What is this fundamental? It is something that sciences cling on tightly, but
economics does not. So, economics has departed from this fundamental, perhaps
unconsciously.

What is it then? It is the Fundamental Axiom or Law of Causality, simply
means: Cause gives rise to Effect, In = Out, Debit = Credit, a Source for
every Outcome, etc which are common senses or self-evident truths.

Tell us in what way the Economics runs away from this fundamental? If you ask:
You win, I win, everyone wins, who then is the loser or provider of wealth?
Most of economists will tell you that there is no loser. The Economics
textbooks also say so. But it cannot be no loser, as it violates the
fundamental Law of Causality. So, we must insist for the presence of loser, as
dictated by the Fundamental Law of Causality.

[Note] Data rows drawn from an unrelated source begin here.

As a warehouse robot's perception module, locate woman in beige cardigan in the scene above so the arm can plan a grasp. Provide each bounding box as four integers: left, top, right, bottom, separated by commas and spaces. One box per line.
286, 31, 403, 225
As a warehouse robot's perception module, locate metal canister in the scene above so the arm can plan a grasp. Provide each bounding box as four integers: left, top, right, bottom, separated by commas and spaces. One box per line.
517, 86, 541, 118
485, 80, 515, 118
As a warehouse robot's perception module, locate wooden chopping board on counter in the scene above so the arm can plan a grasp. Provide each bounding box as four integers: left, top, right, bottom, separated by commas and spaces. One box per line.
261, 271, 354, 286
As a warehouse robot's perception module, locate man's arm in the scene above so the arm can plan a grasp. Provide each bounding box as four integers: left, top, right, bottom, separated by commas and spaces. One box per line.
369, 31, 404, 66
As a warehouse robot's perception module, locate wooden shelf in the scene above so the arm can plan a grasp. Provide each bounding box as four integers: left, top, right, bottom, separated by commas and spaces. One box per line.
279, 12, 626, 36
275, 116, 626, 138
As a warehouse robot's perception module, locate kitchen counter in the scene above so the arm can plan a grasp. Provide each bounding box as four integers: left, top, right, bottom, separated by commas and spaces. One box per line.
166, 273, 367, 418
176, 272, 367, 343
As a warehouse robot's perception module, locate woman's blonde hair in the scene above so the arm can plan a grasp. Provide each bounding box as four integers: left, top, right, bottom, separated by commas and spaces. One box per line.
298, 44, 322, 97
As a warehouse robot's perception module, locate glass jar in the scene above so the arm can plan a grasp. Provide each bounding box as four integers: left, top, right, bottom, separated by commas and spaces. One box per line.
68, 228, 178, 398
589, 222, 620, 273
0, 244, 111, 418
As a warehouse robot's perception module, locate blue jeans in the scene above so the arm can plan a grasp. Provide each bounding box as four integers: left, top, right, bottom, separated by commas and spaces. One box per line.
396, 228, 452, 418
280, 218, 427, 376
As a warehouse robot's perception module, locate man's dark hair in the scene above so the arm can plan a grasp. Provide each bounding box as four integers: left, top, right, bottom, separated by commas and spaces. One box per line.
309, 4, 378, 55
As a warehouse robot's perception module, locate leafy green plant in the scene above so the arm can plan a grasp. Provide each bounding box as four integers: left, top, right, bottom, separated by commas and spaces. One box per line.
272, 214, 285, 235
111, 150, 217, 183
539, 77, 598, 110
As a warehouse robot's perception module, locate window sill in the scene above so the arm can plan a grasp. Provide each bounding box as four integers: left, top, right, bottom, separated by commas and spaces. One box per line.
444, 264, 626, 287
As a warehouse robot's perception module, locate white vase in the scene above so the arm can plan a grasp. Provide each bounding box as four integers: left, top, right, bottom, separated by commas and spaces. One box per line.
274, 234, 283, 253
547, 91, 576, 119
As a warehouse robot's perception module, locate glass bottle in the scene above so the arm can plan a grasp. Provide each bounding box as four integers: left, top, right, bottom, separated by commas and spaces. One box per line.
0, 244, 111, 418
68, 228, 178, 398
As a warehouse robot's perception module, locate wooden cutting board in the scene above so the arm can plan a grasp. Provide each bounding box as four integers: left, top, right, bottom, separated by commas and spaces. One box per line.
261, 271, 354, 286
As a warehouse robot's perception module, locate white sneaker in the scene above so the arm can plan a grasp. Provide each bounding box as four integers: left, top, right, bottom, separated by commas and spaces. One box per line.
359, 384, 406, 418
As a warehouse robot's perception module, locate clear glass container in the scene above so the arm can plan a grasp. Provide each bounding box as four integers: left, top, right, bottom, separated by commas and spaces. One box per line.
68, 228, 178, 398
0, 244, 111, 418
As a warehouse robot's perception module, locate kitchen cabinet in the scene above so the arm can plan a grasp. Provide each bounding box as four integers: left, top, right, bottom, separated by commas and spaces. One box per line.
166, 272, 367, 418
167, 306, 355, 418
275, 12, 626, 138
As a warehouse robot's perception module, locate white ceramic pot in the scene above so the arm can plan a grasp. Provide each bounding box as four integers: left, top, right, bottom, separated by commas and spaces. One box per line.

On this insistence, one great researcher by the name of HNM had successfully
uncovered the identity of the loser and the mask of wealth after an effort of
several decades. Needless to say, he has restored the Fundamental Law of
Causality back to the economics and make it a strong and real science. Using
his new theory, all events in the past or present could be explained with
ease, and that it could predict and even provide future policies and
directions for our world.

If you are really interested to find out more, please write to me via my
email: chinfuilan@yahoo.com

------
mhartl
Let's check the index:

    
    
      What went wrong with economics. See Keynes, John Maynard

------
known
<http://en.wikipedia.org/wiki/Information_asymmetry> has played its role in
economic depression.

------
monological
greed

------
lyudmil
I am a little baffled by the article's thesis. There is very little evidence
to support a "failure" of economics in the case of this current crisis.
Several economists (mainly Dean Baker) were able to see the housing bubble and
to accurately predict that its burst would lead to a recession.

I suspect the real failure being discussed in the article is the belief many
at the Fed (especially Greenspan) had in self-regulating markets. Good
arguments have been made that the lack of regulation was a major factor in
creating the bubble-prone economy the US has had for 15 years (or more). So
yes, in that respect, the "economic models" have failed.

In reality, most of this was completely predictable and avoidable. I would
again point people to Dean Baker as a great resource in understanding the
crisis: <http://www.youtube.com/watch?v=CrSrL0lBorE>